2. The method of claim 1, wherein said performing distributed authentication of said network-entered node comprises:

When the network node receives the identity authentication information of the new network node, the network node carries out identity authentication on the new network node;

If the new network node is verified to be legal, the identity authentication information of the network node is requested to be sent to the new network node again;

The new network node performs identity authentication on the network node and

The network node sends the public key K _Y1 of the network node to the new network node.

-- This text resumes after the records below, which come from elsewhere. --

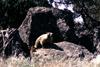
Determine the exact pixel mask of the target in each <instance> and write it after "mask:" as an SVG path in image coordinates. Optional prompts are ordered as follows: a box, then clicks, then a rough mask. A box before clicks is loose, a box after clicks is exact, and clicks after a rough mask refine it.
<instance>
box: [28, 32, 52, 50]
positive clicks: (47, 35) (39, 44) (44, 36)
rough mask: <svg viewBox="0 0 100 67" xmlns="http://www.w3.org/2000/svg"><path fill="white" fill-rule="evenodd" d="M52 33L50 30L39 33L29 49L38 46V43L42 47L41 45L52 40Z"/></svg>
mask: <svg viewBox="0 0 100 67" xmlns="http://www.w3.org/2000/svg"><path fill="white" fill-rule="evenodd" d="M52 35H53V33H52V32H47V33H46V34H42V35H40V36H39V37H38V38H37V39H36V41H35V45H34V46H33V45H32V47H31V50H30V51H31V52H33V51H34V50H35V49H36V48H37V47H38V45H41V46H42V48H43V45H44V44H45V43H51V42H52V40H53V36H52Z"/></svg>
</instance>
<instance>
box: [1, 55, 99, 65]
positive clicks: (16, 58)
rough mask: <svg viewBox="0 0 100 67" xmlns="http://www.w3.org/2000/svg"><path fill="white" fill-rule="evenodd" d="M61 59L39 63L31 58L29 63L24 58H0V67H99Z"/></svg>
mask: <svg viewBox="0 0 100 67" xmlns="http://www.w3.org/2000/svg"><path fill="white" fill-rule="evenodd" d="M62 59H63V60H62ZM62 59H60V60H49V61H46V60H44V59H42V60H41V61H36V60H35V59H34V58H33V59H32V60H31V61H30V60H29V59H28V58H27V59H25V58H24V57H19V58H17V57H10V58H8V59H7V60H3V59H2V58H0V67H100V63H99V64H97V65H96V64H95V63H94V62H93V61H92V62H91V61H87V60H82V61H81V60H80V59H71V58H70V59H64V58H62Z"/></svg>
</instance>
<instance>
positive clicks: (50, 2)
mask: <svg viewBox="0 0 100 67" xmlns="http://www.w3.org/2000/svg"><path fill="white" fill-rule="evenodd" d="M48 2H49V4H51V5H52V7H54V8H58V9H60V10H69V11H71V12H72V13H73V20H74V22H75V23H76V24H77V23H78V24H81V25H83V24H84V20H83V18H82V15H81V14H79V13H76V12H75V11H74V10H73V8H74V4H73V3H72V2H71V0H48Z"/></svg>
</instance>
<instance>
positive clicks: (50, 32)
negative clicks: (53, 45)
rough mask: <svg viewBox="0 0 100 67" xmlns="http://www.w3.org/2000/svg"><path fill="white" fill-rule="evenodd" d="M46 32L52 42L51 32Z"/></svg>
mask: <svg viewBox="0 0 100 67" xmlns="http://www.w3.org/2000/svg"><path fill="white" fill-rule="evenodd" d="M46 34H47V36H48V39H49V41H51V42H52V41H53V33H52V32H47V33H46Z"/></svg>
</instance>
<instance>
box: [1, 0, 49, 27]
mask: <svg viewBox="0 0 100 67" xmlns="http://www.w3.org/2000/svg"><path fill="white" fill-rule="evenodd" d="M37 5H38V6H47V5H48V3H47V1H46V0H0V26H3V28H6V27H7V26H10V27H18V26H19V25H20V24H21V23H22V21H23V19H24V18H25V15H26V13H27V11H28V9H29V8H30V7H34V6H37Z"/></svg>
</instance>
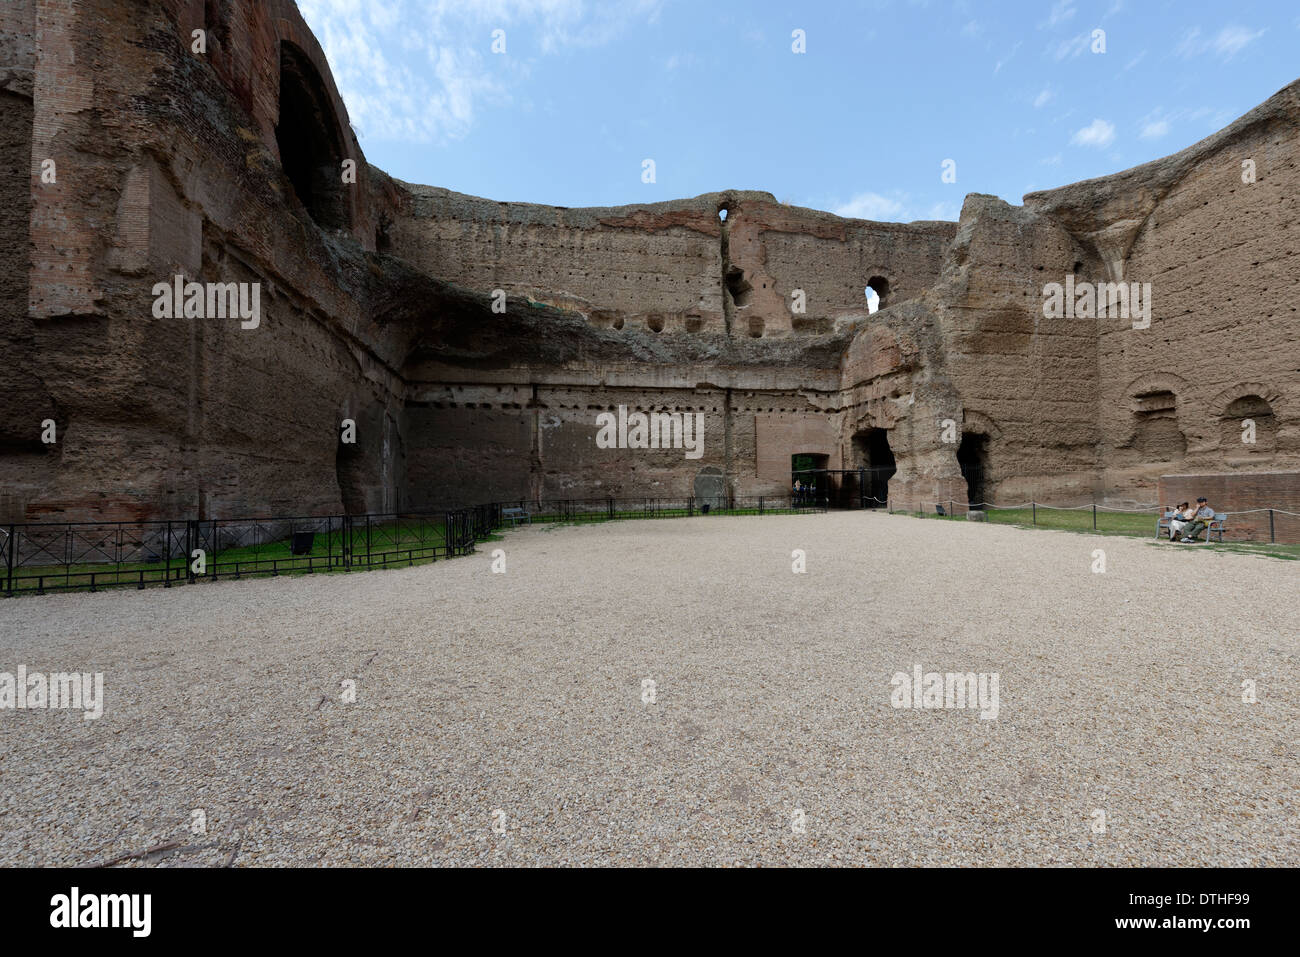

3. The method of claim 2, wherein the encrypting of the data before the initializing input M is sent to the user in the routing table comprises:

Signing the data based on a digital signature public key K _Y1 and a local digital signature private key K _X generated by the opposite party to obtain digital signatures (r, s);

Determining an identity authentication message M 'based on the initialization input M, the digital signature (r, s), the prime number p, the prime factor q, and the public key K _Y1, the M' =m| (r, s) |q|p|k _Y1;

encrypting the identity authentication message M' by a single key method based on the second global sharing single key K _A to obtain an encrypted message C, and

And sending the encrypted message C to an opposite terminal.

4. A method according to claim 3, wherein the decrypting of the data comprises:

The opposite terminal receives the encrypted message C;

Performing single-key method decryption based on the locally stored second global shared single key K _A to obtain the initialization input M;

Performing digital signature verification based on the public key K _Y1 and the local private key K _X1 to obtain a digital signature v=Ver (M, s, q, p) to be verified;

If the digital signature v=ver (M, s, q, p) to be verified is consistent with r in the signature (r, s), determining the node as a legal node and the message is not tampered, completing the identity authentication and data encryption transmission process based on the wireless self-organizing network, and

And if the digital signature v=ver (M, s, q, p) to be verified is inconsistent with r in the signature (r, s), adding 1 to the confidence loss value in the local routing table of the corresponding node.

5. The method of claim 4, wherein decrypting the data further comprises:

and if the number of times that the v=ver (M, s, q, p) of the digital signature to be verified is inconsistent with r in the signature (r, s) is greater than or equal to 3, stopping data interaction with the node.

6. The method of claim 4, wherein if the node is determined to be a legitimate node and the message has not been tampered with, setting the confidence loss value in the local routing table of the corresponding node to zero.